In my teenage years and for some time after that I liked arguing a lot – with friends, with my parents, even with my teachers (I remember how dedicated I was when I fought against the compulsory school requirement for boys to have a very short haircut). I felt pleasure from having intellectual verbal fights (sometimes for hours), searching for the truth about life. In most cases, I argued on important topics, but sometimes, it was just for fun.
The more I learned about human relationships, however, the more I realized that the truth is rarely born in disputes, but what is often born in disputes is aggression, pain, insult, stubbornness, lies and manipulations – conscious or unconscious.
Over the years, I have learnt that there isn’t an absolute truth and that every person sees the world through the filter of their own convictions and fears.
I have understood that the more persistent we are in our attempts to persuade somebody in something, the more strongly they will close their mind for all our arguments. Their ego will dim all their mental activity. In fact, the probability the other person to agree with us is much bigger if we admit their right to disagree with us.
I have learnt that you can never be right if you meddle in somebody else’s life blaming and judging them. But you are always right to do whatever you choose in your life, even at the risk of making a mistake. Sometimes mistakes turn out to be right and the “reasonable” choices turn out to be mistakes.
I have understood that indignation is typical of people who have prejudices. Indignation is a demonstration of superiority over the others and an utter refusal to understand them. People who think that they know everything actually know the least.
I have also learnt that when we are filled with love, we are always closer to the truth – our truth as well as that of other people.
There is a certain boundary whose crossing turns the conversation into a battle. This is the moment when the opportunities for expanding our viewpoints have finished and we need to stop. From this moment on, if we continue to argue, instead of enriching our minds, we will start closing them.
In its most extreme forms, the frantic argument turns into a war – in the family, at work or even between countries. And war never brings anything good.
I have already learnt that if someone doesn’t want to see any truth in my opinion, there is no point in convincing them. If I am right, sooner or later, they will understand that. Because who is right and who is wrong will be shown by Life and by Time.
I have also understood that when I disagree with someone, it is possible that I am the one who is wrong and I may realize that after years have passed.
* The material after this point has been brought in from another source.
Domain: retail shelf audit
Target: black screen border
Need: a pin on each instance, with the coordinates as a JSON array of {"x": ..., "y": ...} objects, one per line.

I know that it is wise to respect other people’s point of view even if you don’t accept it. Maybe some day, after some time, this point of view will help you in some way when you are ready to understand it.
Because our notion about the truth is changing and evolving together with us.
And yet, in some cases, something good is really born in disputes. When both sides are spiritually evolved enough, tolerant and wise enough to know that they still have a lot to learn. Then, the two viewpoints don’t start a battle with each other but mutually expand each other, revealing new, unknown truths.